Skarga pauliańska – wstęp
6.400.000 nieodzyskanych długów rocznie
2.000 spraw ze skargi pauliańskiej
99,97 % lojalnych dłużników…(?)
Sprawy o egzekucję świadczeń pieniężnych w ujęciu ogólnokrajowym
W 2015 r. do wszystkich kancelarii komorniczych w Polsce wpłynęło blisko 7,96 mln spraw, z czego sprawy o egzekucję świadczeń pieniężnych stanowiły ok. 93,3% (7,42 mln spraw). Przekładało się to na wnioski o wyegzekwowanie nieco ponad 75 mld zł. Z tej puli komornikom udało się wyegzekwować niespełna 9,15 mld zł, czyli 12,2%. W roku poprzedzającym wyegzekwowano 8,31 mld zł z ogólnej wnioskowanej sumy przekraczającej nieznacznie 67 mld zł, a więc 12,4%. W roku 2013 tak liczona efektywność była jeszcze niższa.
Mierzona tą metodą ogólna efektywność wszystkich kancelarii uległa w ostatnich latach pozornej poprawie. W 2018 r. roku skuteczność egzekucji wynosiła 19,9 proc., zaś wstępne statystyki (półrocze 2019 r.) wskazują na pewien jeszcze wzrost skuteczności – do 25,9 proc. Mogłoby się wydawać, że gruntowna interwencja ustawodawcy w system egzekucji sądowej przynosi o oczekiwane rezultaty2.
Statystyki te są jednak złudne. Nie jest tajemnicą, że poprawa wskaźników jest przede wszystkim efektem ubocznym wyeliminowania VAT z działalności komorników sądowych oraz prawie 20% spadku wpływu spraw, przede wszystkim tych o niskiej jakości (reegzekucje).
Statystycznie więc tylko co piąty wierzyciel dochodzący zapłaty ma szansę na zaspokojenie, względnie każdy wierzyciel – ale tylko w 20 %. Rzecz jasna nie jest to zbyt optymistyczna perspektywa.

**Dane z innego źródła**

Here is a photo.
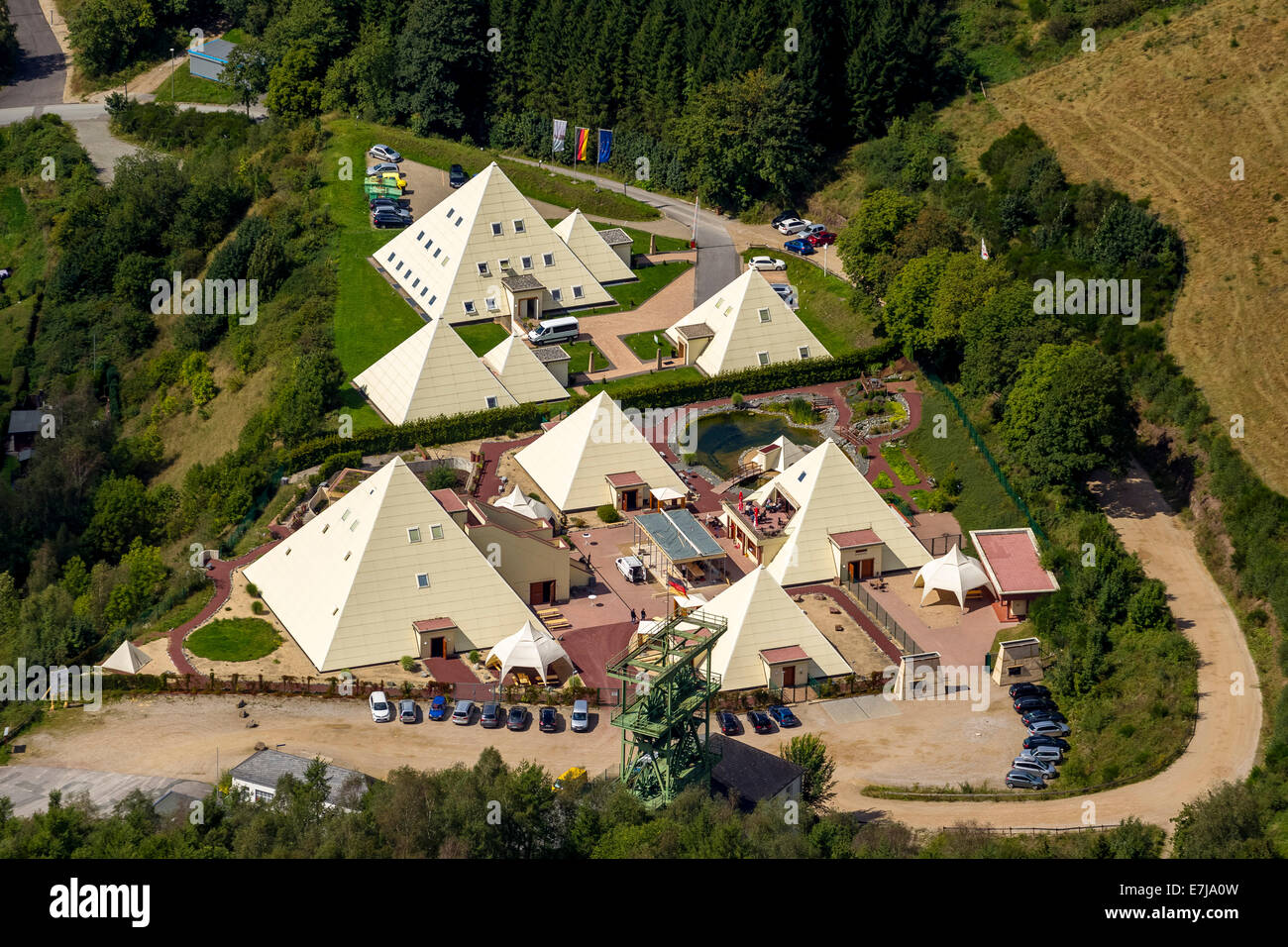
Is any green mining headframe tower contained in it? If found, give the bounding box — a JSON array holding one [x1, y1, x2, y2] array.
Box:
[[608, 612, 728, 806]]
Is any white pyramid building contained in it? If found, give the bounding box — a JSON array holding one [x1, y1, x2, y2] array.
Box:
[[554, 210, 636, 282], [373, 161, 613, 323], [353, 320, 517, 424], [102, 642, 152, 674], [748, 440, 930, 585], [912, 544, 989, 612], [245, 458, 535, 673], [666, 269, 828, 374], [483, 335, 568, 403], [514, 391, 687, 513], [702, 567, 851, 690]]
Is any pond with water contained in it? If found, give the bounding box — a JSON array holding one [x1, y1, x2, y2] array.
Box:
[[695, 411, 823, 476]]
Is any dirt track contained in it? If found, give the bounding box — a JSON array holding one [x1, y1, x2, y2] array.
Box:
[[870, 467, 1261, 830]]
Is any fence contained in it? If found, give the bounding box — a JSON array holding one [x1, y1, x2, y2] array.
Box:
[[921, 532, 962, 556], [924, 368, 1047, 540], [845, 581, 922, 655]]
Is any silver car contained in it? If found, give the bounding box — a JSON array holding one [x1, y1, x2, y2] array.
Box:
[[1012, 756, 1057, 780], [1020, 746, 1064, 764]]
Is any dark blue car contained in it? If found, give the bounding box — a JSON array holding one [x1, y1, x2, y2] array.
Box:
[[429, 694, 447, 720], [769, 707, 802, 727]]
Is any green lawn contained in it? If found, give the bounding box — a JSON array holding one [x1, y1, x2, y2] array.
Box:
[[907, 386, 1027, 549], [452, 322, 509, 356], [587, 365, 702, 399], [742, 246, 876, 356], [154, 61, 237, 106], [185, 618, 282, 661], [563, 342, 608, 376], [881, 445, 921, 487], [622, 329, 671, 362]]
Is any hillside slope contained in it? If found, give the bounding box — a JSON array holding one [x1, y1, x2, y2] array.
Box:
[[943, 0, 1288, 492]]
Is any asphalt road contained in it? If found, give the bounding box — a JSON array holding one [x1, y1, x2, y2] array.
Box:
[[505, 156, 742, 305], [0, 0, 67, 108]]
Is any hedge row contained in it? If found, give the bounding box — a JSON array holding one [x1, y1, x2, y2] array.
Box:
[[284, 339, 899, 472]]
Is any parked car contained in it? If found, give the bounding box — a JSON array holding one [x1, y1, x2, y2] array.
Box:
[[368, 145, 402, 164], [572, 701, 590, 733], [1024, 734, 1069, 753], [1009, 684, 1051, 701], [716, 710, 742, 737], [368, 690, 394, 723], [1020, 710, 1069, 727], [1014, 694, 1056, 714], [769, 706, 802, 727], [617, 556, 644, 582], [452, 701, 474, 727], [1006, 770, 1046, 789], [537, 707, 559, 733], [1020, 746, 1064, 766], [1025, 720, 1069, 737], [1012, 756, 1059, 780], [774, 217, 811, 237]]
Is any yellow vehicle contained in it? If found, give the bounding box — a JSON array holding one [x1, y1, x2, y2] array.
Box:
[[550, 767, 587, 789]]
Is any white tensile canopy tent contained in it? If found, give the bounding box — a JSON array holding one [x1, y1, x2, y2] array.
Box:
[[484, 621, 572, 682], [912, 544, 988, 612], [492, 484, 555, 522], [102, 642, 152, 674]]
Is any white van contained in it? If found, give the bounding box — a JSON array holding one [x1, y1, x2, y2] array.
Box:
[[528, 316, 581, 346]]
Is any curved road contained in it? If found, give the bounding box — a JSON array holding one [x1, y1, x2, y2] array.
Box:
[[846, 464, 1261, 831], [505, 155, 742, 305]]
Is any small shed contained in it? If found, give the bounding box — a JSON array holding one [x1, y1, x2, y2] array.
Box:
[[188, 40, 237, 82]]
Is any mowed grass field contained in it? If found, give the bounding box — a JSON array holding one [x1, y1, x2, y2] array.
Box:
[[943, 0, 1288, 492]]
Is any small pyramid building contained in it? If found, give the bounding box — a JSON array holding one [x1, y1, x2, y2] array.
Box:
[[483, 335, 568, 403], [666, 269, 828, 374], [734, 440, 930, 585], [702, 567, 851, 690], [353, 320, 517, 424], [554, 209, 636, 283], [373, 161, 613, 325], [245, 458, 535, 673], [514, 391, 687, 513], [102, 642, 152, 674]]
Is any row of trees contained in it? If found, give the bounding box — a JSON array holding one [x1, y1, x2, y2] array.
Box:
[[0, 747, 1163, 858]]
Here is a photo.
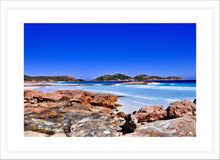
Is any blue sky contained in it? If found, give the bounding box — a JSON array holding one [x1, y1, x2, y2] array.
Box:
[[24, 23, 196, 80]]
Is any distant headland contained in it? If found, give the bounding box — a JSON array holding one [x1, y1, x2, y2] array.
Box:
[[24, 74, 185, 83]]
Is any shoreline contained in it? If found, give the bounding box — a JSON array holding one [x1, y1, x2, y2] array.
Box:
[[24, 90, 196, 137]]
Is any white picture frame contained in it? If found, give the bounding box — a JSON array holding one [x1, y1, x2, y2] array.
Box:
[[1, 0, 219, 159]]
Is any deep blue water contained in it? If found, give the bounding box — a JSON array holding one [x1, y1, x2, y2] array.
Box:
[[26, 80, 196, 113]]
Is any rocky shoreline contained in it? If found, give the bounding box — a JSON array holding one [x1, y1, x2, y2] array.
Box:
[[24, 90, 196, 137]]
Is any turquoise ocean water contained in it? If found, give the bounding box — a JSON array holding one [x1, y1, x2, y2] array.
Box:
[[25, 81, 196, 113]]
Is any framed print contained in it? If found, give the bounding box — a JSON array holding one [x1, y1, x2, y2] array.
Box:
[[1, 0, 219, 159]]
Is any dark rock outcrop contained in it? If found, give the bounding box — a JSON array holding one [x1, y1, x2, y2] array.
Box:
[[124, 116, 196, 137], [167, 100, 196, 118], [122, 114, 137, 134], [131, 106, 167, 123]]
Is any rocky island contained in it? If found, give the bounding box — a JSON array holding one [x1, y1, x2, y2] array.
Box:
[[24, 74, 185, 83], [24, 75, 84, 83], [24, 90, 196, 137]]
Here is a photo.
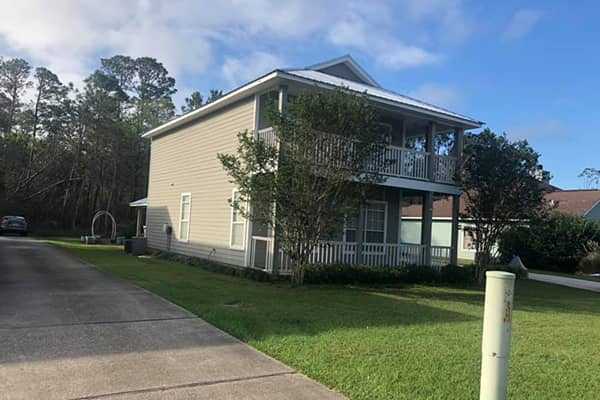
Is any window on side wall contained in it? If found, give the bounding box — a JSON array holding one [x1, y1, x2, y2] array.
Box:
[[179, 193, 192, 242], [463, 228, 475, 251], [364, 201, 387, 243], [229, 190, 246, 250]]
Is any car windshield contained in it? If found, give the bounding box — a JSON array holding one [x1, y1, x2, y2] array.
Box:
[[2, 216, 25, 224]]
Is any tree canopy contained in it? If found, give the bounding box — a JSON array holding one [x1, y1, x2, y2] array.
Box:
[[0, 55, 220, 233], [462, 129, 547, 276], [219, 90, 386, 284]]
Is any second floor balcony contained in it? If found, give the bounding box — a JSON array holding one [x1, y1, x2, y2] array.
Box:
[[256, 128, 458, 185]]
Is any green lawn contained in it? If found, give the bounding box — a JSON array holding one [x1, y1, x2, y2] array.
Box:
[[43, 241, 600, 400]]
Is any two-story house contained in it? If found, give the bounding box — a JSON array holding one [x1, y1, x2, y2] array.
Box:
[[139, 56, 482, 273]]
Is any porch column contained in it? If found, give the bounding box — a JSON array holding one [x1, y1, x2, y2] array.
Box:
[[135, 207, 143, 237], [450, 195, 460, 265], [356, 204, 365, 264], [453, 128, 465, 183], [425, 122, 436, 181], [277, 85, 287, 113], [421, 192, 433, 266]]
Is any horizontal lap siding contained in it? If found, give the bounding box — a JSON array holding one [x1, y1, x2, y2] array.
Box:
[[147, 98, 254, 266]]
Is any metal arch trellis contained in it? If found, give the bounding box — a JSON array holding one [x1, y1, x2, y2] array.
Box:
[[91, 211, 117, 241]]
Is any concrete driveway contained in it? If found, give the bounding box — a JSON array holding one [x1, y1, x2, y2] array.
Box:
[[529, 272, 600, 292], [0, 237, 342, 400]]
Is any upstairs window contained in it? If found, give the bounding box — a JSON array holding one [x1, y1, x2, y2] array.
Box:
[[365, 201, 387, 243], [179, 193, 192, 242], [229, 190, 246, 250]]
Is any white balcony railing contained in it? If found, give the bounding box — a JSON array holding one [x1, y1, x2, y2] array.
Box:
[[272, 241, 451, 274], [256, 128, 456, 184]]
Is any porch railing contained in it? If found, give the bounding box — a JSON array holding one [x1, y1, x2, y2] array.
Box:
[[256, 128, 457, 184], [272, 241, 451, 274]]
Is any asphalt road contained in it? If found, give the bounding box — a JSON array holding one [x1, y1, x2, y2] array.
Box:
[[0, 237, 342, 400]]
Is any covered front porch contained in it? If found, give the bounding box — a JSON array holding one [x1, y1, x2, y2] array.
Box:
[[248, 187, 458, 274]]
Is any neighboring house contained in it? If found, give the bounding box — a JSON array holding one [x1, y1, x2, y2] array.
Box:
[[144, 56, 481, 273], [401, 189, 600, 261]]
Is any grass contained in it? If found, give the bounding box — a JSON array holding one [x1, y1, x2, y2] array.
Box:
[[529, 269, 600, 282], [43, 240, 600, 400]]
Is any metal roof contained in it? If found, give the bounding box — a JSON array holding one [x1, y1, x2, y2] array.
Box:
[[285, 69, 482, 125], [142, 56, 483, 138], [129, 197, 148, 207]]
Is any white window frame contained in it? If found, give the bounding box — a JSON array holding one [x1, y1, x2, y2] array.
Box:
[[461, 226, 476, 253], [363, 200, 388, 244], [177, 192, 192, 243], [229, 189, 246, 250]]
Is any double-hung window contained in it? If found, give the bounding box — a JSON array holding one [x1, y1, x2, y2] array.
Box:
[[229, 190, 246, 249], [364, 201, 387, 243], [179, 193, 192, 242]]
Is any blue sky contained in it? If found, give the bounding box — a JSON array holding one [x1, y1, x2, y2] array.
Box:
[[0, 0, 600, 188]]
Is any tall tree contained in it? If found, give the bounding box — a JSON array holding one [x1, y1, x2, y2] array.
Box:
[[462, 129, 546, 279], [206, 89, 223, 104], [181, 91, 204, 114], [579, 168, 600, 188], [0, 58, 31, 134], [219, 90, 386, 284]]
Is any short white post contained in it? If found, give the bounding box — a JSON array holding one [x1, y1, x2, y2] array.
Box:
[[479, 271, 515, 400]]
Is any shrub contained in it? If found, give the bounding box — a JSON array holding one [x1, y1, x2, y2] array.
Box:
[[440, 265, 475, 284], [304, 264, 473, 284], [151, 250, 274, 282], [499, 212, 600, 273], [578, 252, 600, 274], [484, 264, 529, 279]]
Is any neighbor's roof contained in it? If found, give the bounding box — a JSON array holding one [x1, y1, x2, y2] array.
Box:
[[546, 189, 600, 217], [142, 56, 483, 138], [129, 197, 148, 207], [402, 189, 600, 218]]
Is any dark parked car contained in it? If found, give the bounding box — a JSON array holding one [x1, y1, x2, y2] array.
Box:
[[0, 215, 27, 236]]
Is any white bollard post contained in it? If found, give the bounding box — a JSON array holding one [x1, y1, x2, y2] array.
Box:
[[479, 271, 515, 400]]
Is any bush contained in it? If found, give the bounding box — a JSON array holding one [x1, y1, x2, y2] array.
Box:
[[151, 250, 274, 282], [484, 264, 529, 279], [498, 212, 600, 273], [304, 264, 473, 284], [578, 252, 600, 274]]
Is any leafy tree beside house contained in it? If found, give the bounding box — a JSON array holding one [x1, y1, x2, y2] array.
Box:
[[219, 89, 386, 284], [462, 129, 545, 280]]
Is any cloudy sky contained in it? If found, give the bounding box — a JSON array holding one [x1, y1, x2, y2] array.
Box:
[[0, 0, 600, 188]]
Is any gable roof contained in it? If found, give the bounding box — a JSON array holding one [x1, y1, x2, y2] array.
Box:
[[402, 189, 600, 218], [142, 55, 483, 138], [305, 54, 381, 88], [284, 69, 483, 127]]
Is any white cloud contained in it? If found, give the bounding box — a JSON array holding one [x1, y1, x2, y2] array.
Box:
[[222, 51, 284, 87], [409, 83, 460, 108], [506, 119, 567, 141], [502, 9, 542, 40], [0, 0, 476, 86], [328, 17, 440, 69]]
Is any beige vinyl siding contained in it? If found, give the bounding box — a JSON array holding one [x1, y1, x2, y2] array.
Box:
[[146, 97, 254, 266]]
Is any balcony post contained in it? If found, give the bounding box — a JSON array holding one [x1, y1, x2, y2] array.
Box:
[[277, 85, 287, 113], [356, 204, 365, 264], [421, 191, 433, 266], [450, 195, 460, 265], [453, 128, 465, 183], [425, 122, 436, 181]]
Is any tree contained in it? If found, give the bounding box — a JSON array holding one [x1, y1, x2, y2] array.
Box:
[[0, 58, 31, 134], [206, 89, 223, 104], [579, 168, 600, 188], [181, 91, 204, 114], [219, 90, 387, 284], [462, 129, 546, 280]]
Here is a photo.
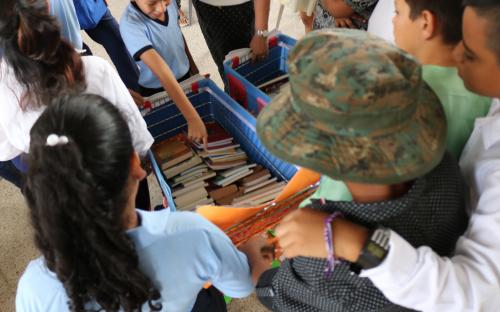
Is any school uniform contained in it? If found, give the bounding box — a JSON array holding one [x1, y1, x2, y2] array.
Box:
[[313, 0, 383, 30], [49, 0, 83, 50], [72, 0, 139, 91], [362, 100, 500, 312], [193, 0, 255, 77], [368, 0, 396, 43], [16, 209, 253, 312], [120, 2, 190, 93], [0, 56, 154, 161], [257, 154, 467, 312]]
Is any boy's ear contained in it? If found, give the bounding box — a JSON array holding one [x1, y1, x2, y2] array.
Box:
[[420, 10, 438, 40], [130, 152, 146, 181]]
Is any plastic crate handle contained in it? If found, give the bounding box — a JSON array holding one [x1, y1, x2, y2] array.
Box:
[[227, 74, 248, 110], [148, 150, 177, 211]]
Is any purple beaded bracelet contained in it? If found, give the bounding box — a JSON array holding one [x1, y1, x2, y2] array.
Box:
[[323, 211, 343, 278]]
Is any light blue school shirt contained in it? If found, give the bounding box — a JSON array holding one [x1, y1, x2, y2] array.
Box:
[[120, 1, 189, 89], [16, 209, 253, 312], [50, 0, 83, 50]]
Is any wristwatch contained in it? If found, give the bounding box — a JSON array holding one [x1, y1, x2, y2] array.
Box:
[[255, 29, 269, 37], [357, 226, 391, 270]]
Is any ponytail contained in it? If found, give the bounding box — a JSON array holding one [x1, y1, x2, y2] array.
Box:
[[0, 0, 85, 108], [25, 95, 161, 311]]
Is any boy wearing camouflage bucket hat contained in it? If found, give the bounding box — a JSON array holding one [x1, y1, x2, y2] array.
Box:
[[257, 30, 467, 312]]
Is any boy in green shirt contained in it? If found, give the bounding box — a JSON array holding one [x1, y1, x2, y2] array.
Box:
[[393, 0, 491, 160], [302, 0, 491, 206]]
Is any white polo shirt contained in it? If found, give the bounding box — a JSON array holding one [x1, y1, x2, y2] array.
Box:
[[120, 1, 189, 89], [0, 56, 154, 161], [368, 0, 396, 43]]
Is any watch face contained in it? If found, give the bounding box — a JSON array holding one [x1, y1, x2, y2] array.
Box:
[[366, 242, 387, 259]]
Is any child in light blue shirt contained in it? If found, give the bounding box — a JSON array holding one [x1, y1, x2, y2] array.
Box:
[[16, 95, 267, 312], [120, 0, 207, 143]]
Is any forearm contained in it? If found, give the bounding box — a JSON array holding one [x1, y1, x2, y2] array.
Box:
[[182, 35, 198, 74], [141, 49, 200, 121], [323, 0, 355, 18], [160, 74, 200, 121], [253, 0, 271, 30]]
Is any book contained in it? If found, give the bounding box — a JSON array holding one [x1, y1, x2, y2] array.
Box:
[[241, 173, 271, 187], [206, 150, 248, 163], [182, 171, 216, 186], [213, 169, 253, 186], [153, 135, 193, 169], [207, 160, 247, 170], [161, 150, 194, 170], [241, 177, 278, 194], [172, 166, 209, 186], [242, 165, 271, 183], [172, 181, 208, 198], [163, 155, 202, 179], [215, 191, 243, 206], [153, 134, 190, 160], [183, 197, 214, 211], [198, 148, 238, 158], [205, 143, 240, 156], [208, 184, 238, 201]]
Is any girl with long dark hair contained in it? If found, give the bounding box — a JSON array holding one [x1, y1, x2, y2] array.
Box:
[[16, 95, 259, 311], [0, 0, 153, 173]]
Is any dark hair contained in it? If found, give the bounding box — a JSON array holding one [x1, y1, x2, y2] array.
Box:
[[406, 0, 464, 45], [0, 0, 85, 107], [24, 95, 161, 311], [463, 0, 500, 63]]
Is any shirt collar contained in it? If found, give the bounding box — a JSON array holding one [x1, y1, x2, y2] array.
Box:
[[127, 209, 170, 248], [476, 99, 500, 149], [312, 177, 424, 224], [131, 1, 170, 27]]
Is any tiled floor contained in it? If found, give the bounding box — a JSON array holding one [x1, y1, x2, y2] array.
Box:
[[0, 0, 303, 312]]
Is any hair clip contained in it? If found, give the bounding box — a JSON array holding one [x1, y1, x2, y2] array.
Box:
[[45, 134, 69, 146]]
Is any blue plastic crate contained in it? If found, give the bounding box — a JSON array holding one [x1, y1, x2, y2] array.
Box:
[[224, 34, 297, 116], [144, 79, 297, 210]]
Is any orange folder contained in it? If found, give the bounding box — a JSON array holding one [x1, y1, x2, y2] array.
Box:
[[196, 168, 321, 230]]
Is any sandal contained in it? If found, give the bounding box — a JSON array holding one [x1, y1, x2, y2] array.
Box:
[[179, 9, 191, 27]]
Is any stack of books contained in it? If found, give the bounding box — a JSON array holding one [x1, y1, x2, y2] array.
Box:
[[257, 74, 289, 100], [153, 123, 285, 210], [153, 135, 215, 210]]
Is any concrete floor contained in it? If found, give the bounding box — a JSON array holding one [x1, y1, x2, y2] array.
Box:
[[0, 0, 304, 312]]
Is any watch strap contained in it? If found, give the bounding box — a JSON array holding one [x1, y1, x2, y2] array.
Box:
[[357, 227, 391, 270]]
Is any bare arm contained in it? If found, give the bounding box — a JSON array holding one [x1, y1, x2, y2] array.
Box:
[[323, 0, 356, 18], [250, 0, 271, 59], [141, 49, 207, 143], [182, 35, 200, 76]]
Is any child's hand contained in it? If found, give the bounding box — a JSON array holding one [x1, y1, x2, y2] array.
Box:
[[187, 116, 208, 149], [250, 35, 268, 61], [276, 208, 328, 258], [238, 234, 274, 284], [128, 89, 144, 108], [335, 17, 356, 28]]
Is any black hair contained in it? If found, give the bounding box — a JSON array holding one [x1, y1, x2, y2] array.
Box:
[[463, 0, 500, 63], [0, 0, 85, 108], [24, 95, 161, 311], [405, 0, 464, 45]]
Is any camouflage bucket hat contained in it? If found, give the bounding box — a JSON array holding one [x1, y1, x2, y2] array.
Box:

Gdzie się podziała wypłacalność dłużnika
Jak to się dzieje, że w dobie powszechnej i z założenia ekwiwalentnej wymiany dóbr z obowiązkiem rozliczenia pieniężnego ze strony dłużnika, czterech na pięciu wierzycieli wszczynających egzekucję nie odzyska swojej należności w drodze przymusu państwowego, po uprzednim kosztownym uzyskiwaniu tytułu wykonawczego?
Te same statystyki wskazują, że największe zaspokojenie (ok. 50%) przynoszą składniki majątku, na które dłużnik nie ma bezpośredniego wpływu, jako że te w pewnym zakresie dotykają innych jeszcze podmiotów, w tym zwłaszcza wierzytelności o różnej podstawie prawnej. Oczywiste, jeśli wziąć pod uwagę, że egzekucji dokonuje się niejako u podmiotu zobowiązanego wobec dłużnika (jak pracodawca, bank, świadczeniodawca), który z zasady nie znika. Z kolei na drugim końcu szali – tylko co 10 wierzyciel uzyska zaspokojenie wierzytelności z egzekucji z nieruchomości, a jedynie jeden na stu – z ruchomości. Rzecz jasna determinantów tego zjawiska jest wiele.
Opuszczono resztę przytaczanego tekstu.